INSIDE MAN by Spike Lee
Dalton Russel (Clive Owen) tells the audience he has the perfect plan to rob a bank, and it seems he is right – masked as painters, he and his accomplices go into a Manhattan bank, take the customers and clerks as hostages and start negotiations with police negotiator Keith Frazier (Denzel Washington). Russel has everything under control, and it takes some time until Frazier realizes this is not a normal bank robbery. Mysterious Madeline White’s (Jodie Foster) intervention, authorized by the mayor, doesn’t help but just increases Frazier’s confusion.

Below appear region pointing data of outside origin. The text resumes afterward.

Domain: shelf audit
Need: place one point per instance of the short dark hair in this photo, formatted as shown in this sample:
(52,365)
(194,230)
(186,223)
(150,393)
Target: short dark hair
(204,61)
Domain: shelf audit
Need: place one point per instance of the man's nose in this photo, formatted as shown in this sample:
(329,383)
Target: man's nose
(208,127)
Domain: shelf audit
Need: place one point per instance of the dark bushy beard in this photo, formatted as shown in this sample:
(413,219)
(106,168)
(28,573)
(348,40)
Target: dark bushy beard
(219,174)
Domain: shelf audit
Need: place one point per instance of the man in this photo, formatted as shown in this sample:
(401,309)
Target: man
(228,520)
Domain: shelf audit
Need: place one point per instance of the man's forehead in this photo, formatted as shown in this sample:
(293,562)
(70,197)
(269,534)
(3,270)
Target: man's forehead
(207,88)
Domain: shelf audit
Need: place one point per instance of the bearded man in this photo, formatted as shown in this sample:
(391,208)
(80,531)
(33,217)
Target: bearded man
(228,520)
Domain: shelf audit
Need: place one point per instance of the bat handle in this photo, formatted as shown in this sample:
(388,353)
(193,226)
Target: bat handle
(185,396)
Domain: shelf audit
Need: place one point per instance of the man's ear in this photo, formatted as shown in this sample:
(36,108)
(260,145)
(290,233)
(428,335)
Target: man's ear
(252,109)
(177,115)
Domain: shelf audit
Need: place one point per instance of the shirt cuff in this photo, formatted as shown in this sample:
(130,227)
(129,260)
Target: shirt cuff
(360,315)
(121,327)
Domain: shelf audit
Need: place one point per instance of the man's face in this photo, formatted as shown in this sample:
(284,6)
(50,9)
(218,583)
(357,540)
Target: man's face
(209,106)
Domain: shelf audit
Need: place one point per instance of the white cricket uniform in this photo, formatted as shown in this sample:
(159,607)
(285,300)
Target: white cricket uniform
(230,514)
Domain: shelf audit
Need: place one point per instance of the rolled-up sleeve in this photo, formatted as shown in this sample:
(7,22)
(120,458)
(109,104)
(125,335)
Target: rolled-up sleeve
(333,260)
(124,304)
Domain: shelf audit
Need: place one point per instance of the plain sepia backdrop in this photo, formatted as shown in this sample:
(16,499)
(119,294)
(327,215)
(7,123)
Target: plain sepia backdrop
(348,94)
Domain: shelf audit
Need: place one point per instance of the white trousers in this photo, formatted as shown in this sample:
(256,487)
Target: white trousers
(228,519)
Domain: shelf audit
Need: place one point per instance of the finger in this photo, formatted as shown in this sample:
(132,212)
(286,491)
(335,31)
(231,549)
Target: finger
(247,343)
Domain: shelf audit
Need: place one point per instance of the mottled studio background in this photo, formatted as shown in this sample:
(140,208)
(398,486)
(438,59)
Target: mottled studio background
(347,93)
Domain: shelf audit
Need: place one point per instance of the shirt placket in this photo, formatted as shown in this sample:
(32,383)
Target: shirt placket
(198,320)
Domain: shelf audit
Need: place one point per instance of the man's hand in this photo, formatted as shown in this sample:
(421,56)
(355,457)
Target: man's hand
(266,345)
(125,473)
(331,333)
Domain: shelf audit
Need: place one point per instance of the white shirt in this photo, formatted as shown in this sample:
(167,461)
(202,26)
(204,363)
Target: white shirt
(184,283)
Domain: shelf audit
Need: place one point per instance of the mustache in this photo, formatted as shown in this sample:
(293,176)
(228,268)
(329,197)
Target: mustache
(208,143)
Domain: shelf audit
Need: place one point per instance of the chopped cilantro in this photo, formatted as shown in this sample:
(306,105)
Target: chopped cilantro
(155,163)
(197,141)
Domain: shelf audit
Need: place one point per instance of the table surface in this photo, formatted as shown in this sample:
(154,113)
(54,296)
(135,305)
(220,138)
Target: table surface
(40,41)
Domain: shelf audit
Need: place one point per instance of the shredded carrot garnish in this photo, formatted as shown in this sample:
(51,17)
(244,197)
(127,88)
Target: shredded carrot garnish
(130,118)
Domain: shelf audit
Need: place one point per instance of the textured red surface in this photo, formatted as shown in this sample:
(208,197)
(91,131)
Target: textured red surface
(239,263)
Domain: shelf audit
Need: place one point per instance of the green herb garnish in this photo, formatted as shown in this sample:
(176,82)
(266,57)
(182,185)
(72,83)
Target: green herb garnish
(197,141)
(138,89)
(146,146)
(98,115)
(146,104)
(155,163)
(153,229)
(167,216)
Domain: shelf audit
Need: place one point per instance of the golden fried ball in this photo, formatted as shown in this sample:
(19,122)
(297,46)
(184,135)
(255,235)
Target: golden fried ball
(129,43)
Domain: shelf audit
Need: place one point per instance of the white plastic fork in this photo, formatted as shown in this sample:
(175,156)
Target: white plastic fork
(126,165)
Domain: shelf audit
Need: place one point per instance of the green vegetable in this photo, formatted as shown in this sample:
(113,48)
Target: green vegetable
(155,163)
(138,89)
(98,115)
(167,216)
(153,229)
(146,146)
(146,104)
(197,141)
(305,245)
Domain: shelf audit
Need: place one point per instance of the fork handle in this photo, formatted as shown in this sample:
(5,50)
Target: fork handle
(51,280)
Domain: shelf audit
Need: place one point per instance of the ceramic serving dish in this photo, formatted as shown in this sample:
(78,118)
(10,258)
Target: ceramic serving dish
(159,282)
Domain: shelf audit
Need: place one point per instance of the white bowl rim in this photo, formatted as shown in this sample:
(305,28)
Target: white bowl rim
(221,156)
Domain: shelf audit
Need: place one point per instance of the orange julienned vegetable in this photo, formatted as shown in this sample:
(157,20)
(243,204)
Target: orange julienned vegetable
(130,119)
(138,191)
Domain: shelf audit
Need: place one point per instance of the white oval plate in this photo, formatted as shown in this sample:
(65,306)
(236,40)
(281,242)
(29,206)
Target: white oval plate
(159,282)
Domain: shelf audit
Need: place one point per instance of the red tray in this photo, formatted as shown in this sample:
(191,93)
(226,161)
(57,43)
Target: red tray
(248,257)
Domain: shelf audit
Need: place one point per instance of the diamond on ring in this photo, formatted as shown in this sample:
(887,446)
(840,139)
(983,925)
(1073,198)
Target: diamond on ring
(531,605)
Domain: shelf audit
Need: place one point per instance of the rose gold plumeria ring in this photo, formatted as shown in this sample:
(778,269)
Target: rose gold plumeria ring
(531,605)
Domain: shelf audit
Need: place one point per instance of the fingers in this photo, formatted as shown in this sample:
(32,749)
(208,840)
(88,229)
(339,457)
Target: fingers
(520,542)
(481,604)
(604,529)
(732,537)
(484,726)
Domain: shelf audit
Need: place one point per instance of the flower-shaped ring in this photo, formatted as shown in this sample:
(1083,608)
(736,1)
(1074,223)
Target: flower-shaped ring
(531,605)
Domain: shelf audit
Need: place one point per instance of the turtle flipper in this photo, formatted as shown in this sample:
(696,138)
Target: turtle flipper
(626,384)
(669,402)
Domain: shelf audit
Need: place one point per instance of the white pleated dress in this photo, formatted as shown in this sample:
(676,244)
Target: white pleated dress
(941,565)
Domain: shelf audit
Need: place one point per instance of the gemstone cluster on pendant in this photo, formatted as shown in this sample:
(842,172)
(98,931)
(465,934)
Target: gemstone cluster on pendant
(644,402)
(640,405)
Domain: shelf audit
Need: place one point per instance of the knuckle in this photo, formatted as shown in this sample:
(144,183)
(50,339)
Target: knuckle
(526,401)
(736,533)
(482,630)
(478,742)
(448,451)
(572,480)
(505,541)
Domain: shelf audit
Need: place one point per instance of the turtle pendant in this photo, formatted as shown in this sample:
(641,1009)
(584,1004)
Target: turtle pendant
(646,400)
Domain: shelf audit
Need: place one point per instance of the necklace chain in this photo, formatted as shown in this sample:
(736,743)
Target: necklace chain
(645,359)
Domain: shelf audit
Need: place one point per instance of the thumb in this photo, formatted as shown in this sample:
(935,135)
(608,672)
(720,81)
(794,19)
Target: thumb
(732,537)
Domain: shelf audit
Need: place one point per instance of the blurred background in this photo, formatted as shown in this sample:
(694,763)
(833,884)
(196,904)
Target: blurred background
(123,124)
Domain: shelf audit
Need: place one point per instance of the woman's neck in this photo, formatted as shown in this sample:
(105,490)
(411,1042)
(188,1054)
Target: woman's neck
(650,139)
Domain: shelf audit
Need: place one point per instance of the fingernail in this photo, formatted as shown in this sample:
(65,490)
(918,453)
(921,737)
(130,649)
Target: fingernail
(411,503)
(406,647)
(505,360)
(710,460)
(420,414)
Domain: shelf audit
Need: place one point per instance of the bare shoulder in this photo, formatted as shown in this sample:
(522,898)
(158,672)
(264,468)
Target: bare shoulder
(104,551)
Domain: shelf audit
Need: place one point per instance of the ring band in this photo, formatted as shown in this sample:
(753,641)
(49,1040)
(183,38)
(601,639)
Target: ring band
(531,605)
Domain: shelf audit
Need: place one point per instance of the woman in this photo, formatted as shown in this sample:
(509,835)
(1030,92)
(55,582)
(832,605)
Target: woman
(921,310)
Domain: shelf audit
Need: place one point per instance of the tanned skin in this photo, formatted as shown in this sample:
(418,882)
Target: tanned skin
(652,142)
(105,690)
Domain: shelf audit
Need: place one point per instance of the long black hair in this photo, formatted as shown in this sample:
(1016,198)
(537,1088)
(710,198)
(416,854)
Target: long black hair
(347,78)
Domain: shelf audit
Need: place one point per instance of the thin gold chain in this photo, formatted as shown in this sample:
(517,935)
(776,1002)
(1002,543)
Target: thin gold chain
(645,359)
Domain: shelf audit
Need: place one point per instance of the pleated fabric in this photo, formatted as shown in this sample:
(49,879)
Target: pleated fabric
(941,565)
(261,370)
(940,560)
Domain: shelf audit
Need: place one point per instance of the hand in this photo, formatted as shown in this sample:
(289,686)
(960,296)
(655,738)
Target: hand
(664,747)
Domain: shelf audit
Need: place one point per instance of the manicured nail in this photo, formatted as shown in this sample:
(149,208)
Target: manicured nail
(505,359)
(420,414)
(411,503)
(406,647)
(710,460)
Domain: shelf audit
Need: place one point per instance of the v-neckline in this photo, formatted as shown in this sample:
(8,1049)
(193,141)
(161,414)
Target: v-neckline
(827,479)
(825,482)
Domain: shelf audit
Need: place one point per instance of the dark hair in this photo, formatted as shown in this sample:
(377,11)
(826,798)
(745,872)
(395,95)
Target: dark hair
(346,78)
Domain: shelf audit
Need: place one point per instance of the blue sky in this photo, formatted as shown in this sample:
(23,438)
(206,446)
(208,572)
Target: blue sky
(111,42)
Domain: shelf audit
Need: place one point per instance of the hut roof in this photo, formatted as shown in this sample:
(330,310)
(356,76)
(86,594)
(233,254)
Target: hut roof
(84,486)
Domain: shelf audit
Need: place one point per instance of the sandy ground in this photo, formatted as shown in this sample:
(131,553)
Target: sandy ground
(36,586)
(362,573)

Why does the obviously highly intelligent Russel demand an airplane for his escape when he must know he will never get one? What does Madeline White know that Frazier doesn’t know? And why are the robbers digging a hole in the ground of a storage room? And if this is a bank robbery, who are the robbers and why isn’t any money missing?
Thanks to Spike Lee for giving Clive Owen a part in a movie that does not suck! Masked for the most part of the film, Clive is convincing and a pleasure to watch as the cold and smart mastermind of a masterfully planned heist. Denzel Washington is Denzel Washington – reliable, but not shining in the only role that’s characterized and not a cliché. Jodie Foster is not a victim in INSIDE MAN for a change, and she obviously enjoys it, even if her character is in fact superfluous for the plot.
The setup is great – it’s another heist movie, but that’s OK because we have a convincing bad guy and we want to know more about the ‘perfect’ plan. Good camera-work (Matthew Libatique), acting, and a neat use of flash-forwards keeps us interested, but – such is life – we want more, we want the tension to rise and we want a climactic ending!
Unfortunately, we are let down – there is no ‘grand finale’, and what we get is neither convincing nor satisfying. It’s not Spike Lee’s nor the actors’ fault, it’s first-time screenwriter Russell Gewirtz’ script that’s just not as well-planned as Dalton Russel’s heist.